The border first emerged during the Scramble for Africa, a period of intense competition between European powers in the later 19th century for territory and influence in Africa. The process culminated in the Berlin Conference of 1884, in which the European nations concerned agreed upon their respective territorial claims and the rules of engagements going forward. As a result of this France gained control of the upper valley of the Niger River (roughly equivalent to the areas of modern Mali and Niger), and also the lands explored by Pierre Savorgnan de Brazza for France in Central Africa (roughly equivalent to modern Gabon and Congo-Brazzaville). From these bases the French explored further into the interior, eventually linking the two areas following expeditions in April 1900 which met at Kousséri in the far north of modern Cameroon. These newly conquered regions were initially ruled as military territories, with the two areas later organised into the federal colonies of French West Africa (Afrique occidentale française, abbreviated AOF) and French Equatorial Africa (Afrique équatoriale française, AEF), the border between the two entities being the modern Chad-Niger boundary. The precise alignment of the boundary was determined later: the southern section was demarcated up to the 16th parallel north in February 1912 following a convention signed by the Commanding Officers of the Chad and Niger military territories, which was further modified following an on-the-ground assessment in 1939. On 18 March 1931 the northern segment of the border took its modern form with the signing of Memorandum No. 2268, which resulted in the transfer of the Tibesti Mountains from AOF to AEF (i.e. from Niger to Chad).
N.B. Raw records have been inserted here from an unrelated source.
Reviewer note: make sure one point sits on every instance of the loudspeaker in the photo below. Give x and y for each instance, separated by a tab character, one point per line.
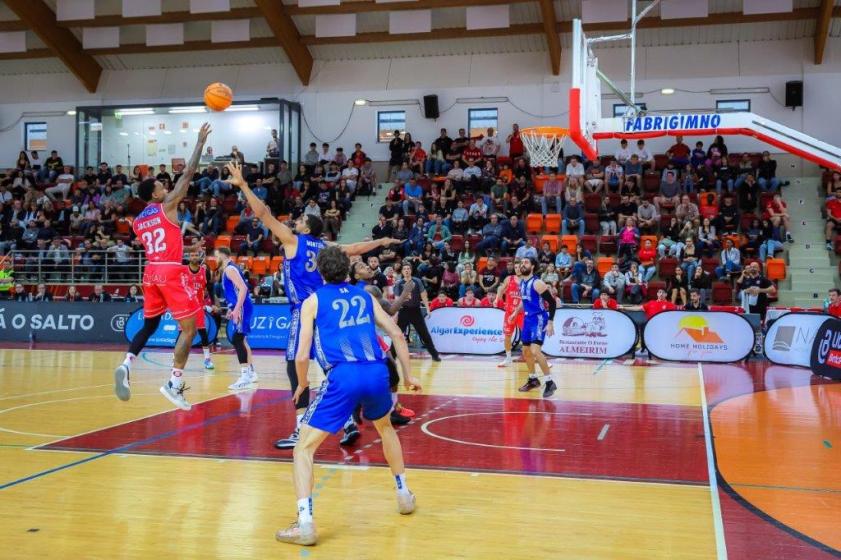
430	106
794	94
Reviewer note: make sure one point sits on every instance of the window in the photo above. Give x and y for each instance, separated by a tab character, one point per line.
732	105
619	109
480	120
35	136
388	122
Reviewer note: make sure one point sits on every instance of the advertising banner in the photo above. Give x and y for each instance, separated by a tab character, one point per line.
591	333
826	350
703	336
167	332
790	338
56	321
269	327
457	330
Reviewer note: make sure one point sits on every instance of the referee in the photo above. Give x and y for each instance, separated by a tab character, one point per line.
410	313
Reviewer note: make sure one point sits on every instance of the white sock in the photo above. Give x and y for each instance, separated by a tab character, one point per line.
305	510
129	359
176	378
402	487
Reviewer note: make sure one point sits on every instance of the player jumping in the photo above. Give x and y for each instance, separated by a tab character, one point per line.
301	247
537	325
509	290
341	319
166	281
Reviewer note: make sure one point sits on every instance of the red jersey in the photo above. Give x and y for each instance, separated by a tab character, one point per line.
654	307
161	237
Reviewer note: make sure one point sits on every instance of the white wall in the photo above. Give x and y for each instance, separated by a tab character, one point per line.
536	96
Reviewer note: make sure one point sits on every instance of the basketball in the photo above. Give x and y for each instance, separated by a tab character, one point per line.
218	96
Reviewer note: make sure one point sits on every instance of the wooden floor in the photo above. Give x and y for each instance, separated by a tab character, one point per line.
615	465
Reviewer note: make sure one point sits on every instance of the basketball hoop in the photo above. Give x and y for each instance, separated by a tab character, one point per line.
543	144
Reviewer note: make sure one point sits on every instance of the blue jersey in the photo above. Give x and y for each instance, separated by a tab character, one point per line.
300	273
532	302
345	329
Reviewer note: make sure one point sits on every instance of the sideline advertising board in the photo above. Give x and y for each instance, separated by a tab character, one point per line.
167	332
826	350
702	336
591	333
790	338
477	330
269	327
57	321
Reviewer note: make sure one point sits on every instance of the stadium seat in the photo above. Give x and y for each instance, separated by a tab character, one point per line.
570	241
534	223
722	293
552	223
775	269
553	241
603	265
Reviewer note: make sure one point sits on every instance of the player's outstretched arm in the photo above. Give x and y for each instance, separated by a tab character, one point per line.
261	211
387	324
302	358
180	190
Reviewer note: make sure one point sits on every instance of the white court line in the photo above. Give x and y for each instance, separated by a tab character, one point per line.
603	433
718	523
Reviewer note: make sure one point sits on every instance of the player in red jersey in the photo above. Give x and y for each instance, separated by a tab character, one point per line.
509	291
166	281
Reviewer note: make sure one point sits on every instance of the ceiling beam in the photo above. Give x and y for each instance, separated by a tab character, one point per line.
822	28
41	19
364	6
287	35
166	17
553	40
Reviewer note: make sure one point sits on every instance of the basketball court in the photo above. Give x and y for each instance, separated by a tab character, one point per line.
616	465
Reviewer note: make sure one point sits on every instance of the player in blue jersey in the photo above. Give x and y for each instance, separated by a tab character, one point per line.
340	320
301	246
537	325
240	312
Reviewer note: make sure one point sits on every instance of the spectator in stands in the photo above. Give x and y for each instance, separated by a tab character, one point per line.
754	290
552	192
647	217
613	283
833	218
766	174
442	300
585	282
99	295
730	260
573	219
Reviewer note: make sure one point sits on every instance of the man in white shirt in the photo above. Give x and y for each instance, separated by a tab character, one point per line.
623	154
644	155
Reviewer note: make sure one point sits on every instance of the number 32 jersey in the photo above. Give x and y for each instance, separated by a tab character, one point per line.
161	238
300	273
345	329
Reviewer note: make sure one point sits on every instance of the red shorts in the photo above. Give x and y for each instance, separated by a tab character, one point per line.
509	325
167	287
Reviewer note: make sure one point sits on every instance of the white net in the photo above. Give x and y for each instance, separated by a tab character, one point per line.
543	144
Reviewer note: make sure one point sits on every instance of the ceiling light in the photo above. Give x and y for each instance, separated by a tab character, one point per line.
243	108
186	110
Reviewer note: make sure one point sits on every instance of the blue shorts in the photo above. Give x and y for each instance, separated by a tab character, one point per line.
534	329
347	385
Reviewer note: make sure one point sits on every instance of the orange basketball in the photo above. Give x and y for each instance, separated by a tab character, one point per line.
218	96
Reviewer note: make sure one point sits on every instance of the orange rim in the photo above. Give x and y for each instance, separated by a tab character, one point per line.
545	131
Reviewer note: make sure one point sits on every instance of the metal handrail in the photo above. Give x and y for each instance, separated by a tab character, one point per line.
31	266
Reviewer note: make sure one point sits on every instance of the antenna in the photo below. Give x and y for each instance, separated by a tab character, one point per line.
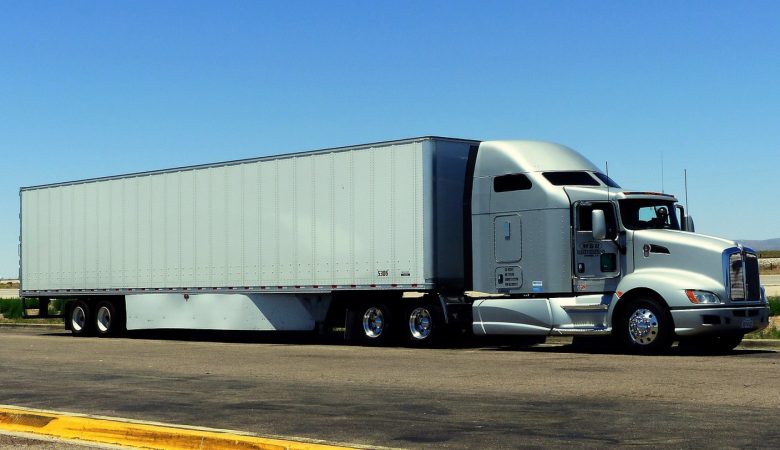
685	173
662	173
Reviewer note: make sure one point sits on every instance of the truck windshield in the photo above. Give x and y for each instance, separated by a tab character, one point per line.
648	214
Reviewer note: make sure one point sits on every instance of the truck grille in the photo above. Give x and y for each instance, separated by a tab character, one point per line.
743	277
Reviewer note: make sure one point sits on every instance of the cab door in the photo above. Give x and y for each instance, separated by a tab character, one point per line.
596	262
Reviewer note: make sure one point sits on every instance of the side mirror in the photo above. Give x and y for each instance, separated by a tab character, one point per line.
599	223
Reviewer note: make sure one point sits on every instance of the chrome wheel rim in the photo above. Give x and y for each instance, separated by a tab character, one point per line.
420	323
103	319
373	322
78	319
643	326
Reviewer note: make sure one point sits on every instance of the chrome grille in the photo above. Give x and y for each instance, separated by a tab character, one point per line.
736	277
743	277
751	276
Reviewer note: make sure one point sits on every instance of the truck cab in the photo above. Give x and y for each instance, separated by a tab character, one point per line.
559	248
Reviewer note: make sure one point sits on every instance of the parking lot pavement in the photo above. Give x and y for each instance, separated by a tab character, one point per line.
479	396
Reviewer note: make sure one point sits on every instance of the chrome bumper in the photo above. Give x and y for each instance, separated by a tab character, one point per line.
697	321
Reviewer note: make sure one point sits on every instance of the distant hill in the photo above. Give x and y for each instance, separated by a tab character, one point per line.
768	244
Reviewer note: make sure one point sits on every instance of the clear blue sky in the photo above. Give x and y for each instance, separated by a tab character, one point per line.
94	88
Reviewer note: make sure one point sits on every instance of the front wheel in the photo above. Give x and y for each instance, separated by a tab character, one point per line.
645	326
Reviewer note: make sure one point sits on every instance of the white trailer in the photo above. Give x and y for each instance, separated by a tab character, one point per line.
404	238
260	244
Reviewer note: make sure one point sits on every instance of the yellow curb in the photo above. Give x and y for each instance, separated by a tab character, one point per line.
136	434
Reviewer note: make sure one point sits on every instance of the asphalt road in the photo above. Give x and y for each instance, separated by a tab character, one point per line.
473	397
771	283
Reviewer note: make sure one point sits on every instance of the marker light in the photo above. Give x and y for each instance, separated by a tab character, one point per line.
702	297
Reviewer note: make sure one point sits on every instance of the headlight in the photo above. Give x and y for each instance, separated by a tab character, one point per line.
702	297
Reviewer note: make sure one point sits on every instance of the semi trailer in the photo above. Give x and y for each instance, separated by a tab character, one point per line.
404	239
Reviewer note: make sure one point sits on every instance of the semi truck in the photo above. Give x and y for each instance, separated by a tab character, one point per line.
407	239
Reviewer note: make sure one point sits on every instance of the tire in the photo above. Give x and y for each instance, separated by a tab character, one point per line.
424	325
372	324
645	326
108	319
79	319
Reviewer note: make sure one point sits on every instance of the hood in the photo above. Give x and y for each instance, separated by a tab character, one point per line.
681	250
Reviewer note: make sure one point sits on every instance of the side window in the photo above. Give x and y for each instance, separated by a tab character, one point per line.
512	182
584	218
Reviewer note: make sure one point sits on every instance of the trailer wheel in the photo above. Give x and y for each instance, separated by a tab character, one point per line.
425	324
645	326
372	324
80	319
108	320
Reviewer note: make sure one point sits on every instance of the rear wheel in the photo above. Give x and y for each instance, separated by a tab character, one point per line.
80	319
645	326
425	324
372	324
108	319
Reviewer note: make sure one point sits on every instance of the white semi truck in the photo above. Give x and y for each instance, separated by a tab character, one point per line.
395	239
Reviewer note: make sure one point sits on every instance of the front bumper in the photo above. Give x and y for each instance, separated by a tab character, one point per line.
699	321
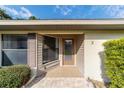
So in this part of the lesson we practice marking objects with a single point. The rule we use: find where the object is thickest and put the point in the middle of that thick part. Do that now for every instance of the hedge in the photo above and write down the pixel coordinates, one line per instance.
(114, 62)
(14, 76)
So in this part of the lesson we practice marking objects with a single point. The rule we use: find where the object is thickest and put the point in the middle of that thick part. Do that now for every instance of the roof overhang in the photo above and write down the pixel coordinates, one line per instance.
(61, 24)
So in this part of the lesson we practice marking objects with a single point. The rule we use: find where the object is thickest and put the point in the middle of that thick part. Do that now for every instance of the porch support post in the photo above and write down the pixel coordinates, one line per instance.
(60, 51)
(40, 51)
(0, 50)
(31, 43)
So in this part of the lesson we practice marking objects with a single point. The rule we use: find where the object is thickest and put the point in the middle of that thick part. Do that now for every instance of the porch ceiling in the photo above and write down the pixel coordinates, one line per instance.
(38, 25)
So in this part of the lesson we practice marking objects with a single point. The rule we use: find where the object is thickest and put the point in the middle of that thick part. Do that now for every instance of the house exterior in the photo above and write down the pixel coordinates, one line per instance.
(46, 43)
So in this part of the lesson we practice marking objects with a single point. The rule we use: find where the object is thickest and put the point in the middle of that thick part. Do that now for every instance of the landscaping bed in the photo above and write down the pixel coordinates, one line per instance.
(14, 76)
(114, 62)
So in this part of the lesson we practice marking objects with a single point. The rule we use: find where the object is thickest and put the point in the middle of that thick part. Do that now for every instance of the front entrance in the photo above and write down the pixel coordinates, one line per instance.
(68, 51)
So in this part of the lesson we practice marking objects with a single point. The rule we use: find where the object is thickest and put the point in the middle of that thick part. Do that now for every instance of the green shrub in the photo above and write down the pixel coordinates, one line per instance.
(14, 76)
(114, 62)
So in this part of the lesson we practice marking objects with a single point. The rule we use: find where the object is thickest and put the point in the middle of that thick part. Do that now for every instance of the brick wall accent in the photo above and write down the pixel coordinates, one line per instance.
(31, 50)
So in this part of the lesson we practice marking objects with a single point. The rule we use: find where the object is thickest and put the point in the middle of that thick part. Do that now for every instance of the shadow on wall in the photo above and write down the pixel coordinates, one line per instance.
(102, 57)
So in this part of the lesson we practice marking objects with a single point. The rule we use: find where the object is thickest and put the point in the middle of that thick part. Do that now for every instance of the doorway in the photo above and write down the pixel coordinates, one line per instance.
(68, 51)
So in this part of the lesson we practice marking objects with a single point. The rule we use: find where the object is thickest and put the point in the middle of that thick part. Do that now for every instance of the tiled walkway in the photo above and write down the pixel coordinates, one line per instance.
(61, 77)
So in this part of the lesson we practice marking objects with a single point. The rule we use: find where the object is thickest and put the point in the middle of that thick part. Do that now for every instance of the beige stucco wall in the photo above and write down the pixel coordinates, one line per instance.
(80, 53)
(93, 52)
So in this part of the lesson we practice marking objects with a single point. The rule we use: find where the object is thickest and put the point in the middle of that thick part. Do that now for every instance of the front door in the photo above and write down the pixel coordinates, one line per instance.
(68, 52)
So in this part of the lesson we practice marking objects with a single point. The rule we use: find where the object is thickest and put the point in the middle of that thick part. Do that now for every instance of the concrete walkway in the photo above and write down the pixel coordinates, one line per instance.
(67, 77)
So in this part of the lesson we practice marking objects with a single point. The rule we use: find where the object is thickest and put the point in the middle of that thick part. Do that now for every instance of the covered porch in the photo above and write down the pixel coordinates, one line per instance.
(62, 55)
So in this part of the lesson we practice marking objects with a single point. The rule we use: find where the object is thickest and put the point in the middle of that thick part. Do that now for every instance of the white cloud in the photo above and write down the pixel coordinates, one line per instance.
(115, 11)
(64, 10)
(22, 13)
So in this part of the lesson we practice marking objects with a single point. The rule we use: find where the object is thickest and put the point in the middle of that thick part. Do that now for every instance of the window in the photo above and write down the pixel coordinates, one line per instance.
(50, 49)
(14, 49)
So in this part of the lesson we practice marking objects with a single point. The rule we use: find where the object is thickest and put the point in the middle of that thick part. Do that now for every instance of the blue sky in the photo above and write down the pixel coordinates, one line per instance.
(65, 12)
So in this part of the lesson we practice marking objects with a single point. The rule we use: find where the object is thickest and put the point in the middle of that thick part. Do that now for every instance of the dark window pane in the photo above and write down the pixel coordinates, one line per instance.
(11, 57)
(14, 49)
(50, 49)
(14, 41)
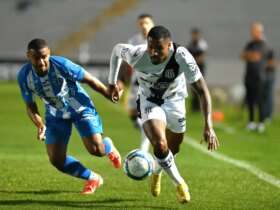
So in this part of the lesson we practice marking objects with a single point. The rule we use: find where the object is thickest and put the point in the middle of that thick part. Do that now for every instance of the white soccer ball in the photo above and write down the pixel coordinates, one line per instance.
(138, 164)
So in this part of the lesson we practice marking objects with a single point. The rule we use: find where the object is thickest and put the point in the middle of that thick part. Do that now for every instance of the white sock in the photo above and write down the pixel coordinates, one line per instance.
(169, 166)
(145, 143)
(158, 168)
(92, 176)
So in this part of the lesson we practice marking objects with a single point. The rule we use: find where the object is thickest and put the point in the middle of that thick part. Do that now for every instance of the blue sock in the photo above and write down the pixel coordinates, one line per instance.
(108, 145)
(74, 168)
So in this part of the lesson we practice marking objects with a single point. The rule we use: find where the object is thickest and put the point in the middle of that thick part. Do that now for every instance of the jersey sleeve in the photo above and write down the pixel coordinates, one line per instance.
(188, 65)
(69, 69)
(26, 93)
(74, 71)
(120, 52)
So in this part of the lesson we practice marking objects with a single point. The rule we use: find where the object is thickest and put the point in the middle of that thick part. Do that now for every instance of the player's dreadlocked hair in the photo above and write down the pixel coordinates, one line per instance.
(159, 32)
(36, 44)
(144, 15)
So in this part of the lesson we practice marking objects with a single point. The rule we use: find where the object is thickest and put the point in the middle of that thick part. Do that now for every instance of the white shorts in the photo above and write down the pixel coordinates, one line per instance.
(173, 113)
(132, 97)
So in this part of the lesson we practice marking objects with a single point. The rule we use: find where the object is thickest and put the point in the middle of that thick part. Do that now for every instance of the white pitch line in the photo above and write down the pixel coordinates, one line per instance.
(238, 163)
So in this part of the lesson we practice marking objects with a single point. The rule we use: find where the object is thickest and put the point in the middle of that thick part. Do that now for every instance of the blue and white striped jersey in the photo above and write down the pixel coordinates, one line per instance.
(59, 89)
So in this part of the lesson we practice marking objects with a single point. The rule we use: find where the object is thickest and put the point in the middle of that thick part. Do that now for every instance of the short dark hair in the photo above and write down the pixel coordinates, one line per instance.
(159, 32)
(144, 15)
(37, 44)
(195, 30)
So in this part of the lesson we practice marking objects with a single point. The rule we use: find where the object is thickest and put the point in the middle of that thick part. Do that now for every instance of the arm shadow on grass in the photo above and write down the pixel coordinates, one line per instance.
(110, 203)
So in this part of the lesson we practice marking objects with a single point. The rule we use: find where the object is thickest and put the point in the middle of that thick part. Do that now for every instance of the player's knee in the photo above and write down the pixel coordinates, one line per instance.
(160, 149)
(58, 163)
(97, 150)
(175, 150)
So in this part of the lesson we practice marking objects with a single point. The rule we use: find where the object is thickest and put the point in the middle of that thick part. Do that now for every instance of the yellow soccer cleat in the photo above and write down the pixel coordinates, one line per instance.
(155, 184)
(183, 194)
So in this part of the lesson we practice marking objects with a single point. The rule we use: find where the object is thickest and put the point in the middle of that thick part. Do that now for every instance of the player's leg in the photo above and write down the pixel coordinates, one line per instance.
(174, 141)
(57, 136)
(89, 126)
(176, 126)
(155, 130)
(133, 113)
(144, 142)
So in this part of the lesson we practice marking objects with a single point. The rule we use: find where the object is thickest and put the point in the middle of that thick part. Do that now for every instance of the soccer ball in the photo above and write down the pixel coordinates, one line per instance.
(138, 164)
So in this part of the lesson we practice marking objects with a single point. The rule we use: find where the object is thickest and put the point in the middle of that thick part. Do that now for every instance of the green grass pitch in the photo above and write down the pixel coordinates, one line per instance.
(28, 181)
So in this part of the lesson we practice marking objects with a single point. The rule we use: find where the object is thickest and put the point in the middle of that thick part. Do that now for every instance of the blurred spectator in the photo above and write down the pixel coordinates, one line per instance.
(197, 47)
(145, 23)
(255, 55)
(24, 5)
(269, 84)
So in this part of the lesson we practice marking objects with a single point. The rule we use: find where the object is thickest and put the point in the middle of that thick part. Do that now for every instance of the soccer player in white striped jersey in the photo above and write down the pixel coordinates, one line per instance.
(145, 23)
(55, 80)
(162, 68)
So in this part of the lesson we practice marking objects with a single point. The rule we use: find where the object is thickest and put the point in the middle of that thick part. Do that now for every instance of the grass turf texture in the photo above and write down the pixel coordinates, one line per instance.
(28, 181)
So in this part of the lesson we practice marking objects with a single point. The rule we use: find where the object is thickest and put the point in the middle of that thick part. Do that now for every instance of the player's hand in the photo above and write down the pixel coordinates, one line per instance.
(115, 93)
(211, 138)
(41, 133)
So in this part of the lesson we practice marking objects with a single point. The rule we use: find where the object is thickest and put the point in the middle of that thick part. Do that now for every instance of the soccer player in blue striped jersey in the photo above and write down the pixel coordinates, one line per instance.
(55, 80)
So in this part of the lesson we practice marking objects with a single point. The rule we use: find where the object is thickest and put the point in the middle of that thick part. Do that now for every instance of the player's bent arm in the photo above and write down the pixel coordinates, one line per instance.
(202, 91)
(95, 84)
(34, 115)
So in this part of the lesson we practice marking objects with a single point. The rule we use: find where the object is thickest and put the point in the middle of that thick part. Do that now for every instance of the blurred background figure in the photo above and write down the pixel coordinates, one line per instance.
(255, 55)
(269, 85)
(128, 78)
(197, 47)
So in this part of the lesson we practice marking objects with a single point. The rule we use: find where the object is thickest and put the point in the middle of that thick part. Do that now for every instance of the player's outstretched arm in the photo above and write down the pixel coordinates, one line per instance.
(34, 115)
(98, 86)
(209, 134)
(95, 84)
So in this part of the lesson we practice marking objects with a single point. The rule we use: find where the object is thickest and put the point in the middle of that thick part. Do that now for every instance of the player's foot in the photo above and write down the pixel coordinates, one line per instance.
(183, 194)
(261, 127)
(115, 156)
(156, 184)
(251, 126)
(92, 185)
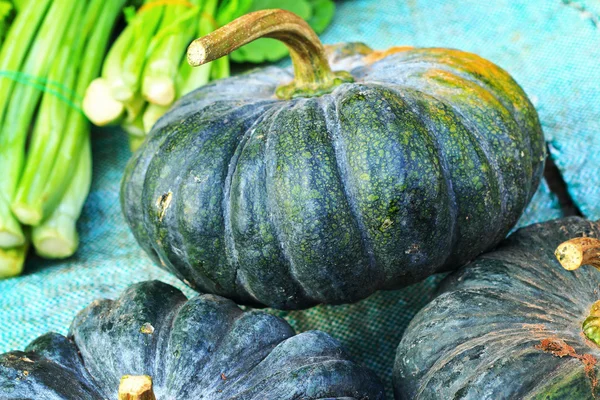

As the movement for decolonisation grew in the post-Second World War era, France gradually granted more political rights and representation for the constituent territories of the two federations, culminating in the granting of broad internal autonomy to each colony in 1958 within the framework of the French Community. Eventually, in August 1960, both Chad and Niger were granted full independence and their mutual frontier became an international one between two independent states.

In recent years the border has received renewed attention due to the growth in refugee and migrant movements, some of it organised by professional people smugglers. The situation has been exacerbated following the discovery of gold in the Tibesti Region of Chad in the late 2000s-early 2010, prompting a large influx of people to the area. On 9 June 2018 a clash between suspected people smugglers and the Nigerien military resulted in the deaths of two Nigerien soldiers. The far south of the border area has been affected by refugee movements caused by the ongoing Boko Haram insurgency in neighbouring Nigeria.

==Border crossings==
There are road border crossings linking N'guigmi in Niger to the Chadian towns of Nokou and Rig Rig. However the unpaved route is extremely rough and is subject to banditry; most third party governments discourage travel in this region.